## <b>MOF ChemUnity Synthesis Extraction</b>

This notebook demonstrates how the synthesis extraction workflow in MOF ChemUnity is used. Prior to running this, the MOF names that are extracted from the Matching Workflow are required, so we advise the user to run ``ChemUnity_Matching.ipynb`` first to retrieve these.

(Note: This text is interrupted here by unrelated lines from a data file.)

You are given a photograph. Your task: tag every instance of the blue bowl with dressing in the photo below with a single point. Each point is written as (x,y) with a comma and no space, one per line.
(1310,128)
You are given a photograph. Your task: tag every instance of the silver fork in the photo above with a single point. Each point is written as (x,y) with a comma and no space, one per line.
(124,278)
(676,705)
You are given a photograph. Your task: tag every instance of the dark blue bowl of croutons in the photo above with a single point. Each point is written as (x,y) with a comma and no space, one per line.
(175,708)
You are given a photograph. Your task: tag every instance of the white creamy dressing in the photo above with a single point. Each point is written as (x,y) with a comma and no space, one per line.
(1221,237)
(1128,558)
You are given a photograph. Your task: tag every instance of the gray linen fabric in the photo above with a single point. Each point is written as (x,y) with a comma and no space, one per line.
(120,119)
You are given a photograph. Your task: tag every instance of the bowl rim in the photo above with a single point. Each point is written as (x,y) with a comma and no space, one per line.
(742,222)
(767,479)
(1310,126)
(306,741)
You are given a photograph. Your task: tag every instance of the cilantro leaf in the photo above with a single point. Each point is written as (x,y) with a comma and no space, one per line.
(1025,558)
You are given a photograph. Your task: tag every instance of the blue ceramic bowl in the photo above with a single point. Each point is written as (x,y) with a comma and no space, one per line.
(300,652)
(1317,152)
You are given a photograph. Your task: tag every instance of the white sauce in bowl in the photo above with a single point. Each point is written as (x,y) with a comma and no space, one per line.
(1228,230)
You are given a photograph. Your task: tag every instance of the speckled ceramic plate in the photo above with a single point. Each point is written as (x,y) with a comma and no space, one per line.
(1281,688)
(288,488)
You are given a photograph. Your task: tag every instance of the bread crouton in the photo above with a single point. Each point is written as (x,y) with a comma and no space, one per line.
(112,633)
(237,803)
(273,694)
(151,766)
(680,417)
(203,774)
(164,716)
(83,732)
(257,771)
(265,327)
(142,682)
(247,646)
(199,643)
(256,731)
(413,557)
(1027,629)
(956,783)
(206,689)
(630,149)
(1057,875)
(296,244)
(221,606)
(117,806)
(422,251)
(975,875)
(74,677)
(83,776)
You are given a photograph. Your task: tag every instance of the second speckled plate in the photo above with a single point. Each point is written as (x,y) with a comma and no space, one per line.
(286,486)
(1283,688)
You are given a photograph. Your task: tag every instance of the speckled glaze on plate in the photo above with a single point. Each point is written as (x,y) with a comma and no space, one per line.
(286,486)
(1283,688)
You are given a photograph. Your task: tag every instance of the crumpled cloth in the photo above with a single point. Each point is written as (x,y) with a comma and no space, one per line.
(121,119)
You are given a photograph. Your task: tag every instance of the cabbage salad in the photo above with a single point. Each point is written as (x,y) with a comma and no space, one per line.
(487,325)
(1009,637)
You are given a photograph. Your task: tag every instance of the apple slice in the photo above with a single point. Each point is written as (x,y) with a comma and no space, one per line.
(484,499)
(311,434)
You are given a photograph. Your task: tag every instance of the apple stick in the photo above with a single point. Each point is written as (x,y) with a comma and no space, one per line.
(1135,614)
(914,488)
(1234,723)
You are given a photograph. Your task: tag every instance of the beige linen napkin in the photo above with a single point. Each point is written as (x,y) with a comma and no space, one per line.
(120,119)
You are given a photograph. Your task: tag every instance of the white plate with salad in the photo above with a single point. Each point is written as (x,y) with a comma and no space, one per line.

As well, the vector stores generated from the Matching Workflow can be re-used here to keep things simple - we don't have to worry about reading any .pdf or .xml files here, or converting them to .md

In [2]:
import pandas as pd
import glob
import os
from langchain_openai import ChatOpenAI
from langchain.callbacks import get_openai_callback

from MOF_ChemUnity.Agents.ExtractionAgent import ExtractionAgent
from MOF_ChemUnity.utils.DocProcessor import DocProcessor
from MOF_ChemUnity.Prompts.Synthesis_Prompts import SYNTHESIS_EXTRACTION
from MOF_ChemUnity.utils.DataModels import Synthesis
from MOF_ChemUnity.Agents.BaseAgent import BaseAgent

<b>Preparation of MOF Names from Matching CSV</b>

Please refer to ```ChemUnity_Matching.ipynb``` to get a matching .csv file (set this as ```mof_names_df```), which manages to map MOF name to the reference code (alongside their respective DOI). These are needed to run the rest of the demonstration. Furthermore, please use your own OpenAI API key. For reference, the following cell has been constructed for preparation of extraction process.

In [None]:
os.environ["OPENAI_API_KEY"] = 'YOUR_API_KEY'

llm = ChatOpenAI(model="gpt-4o", temperature=0.1)
parser_llm = ChatOpenAI(model="gpt-4o-mini", temperature=0)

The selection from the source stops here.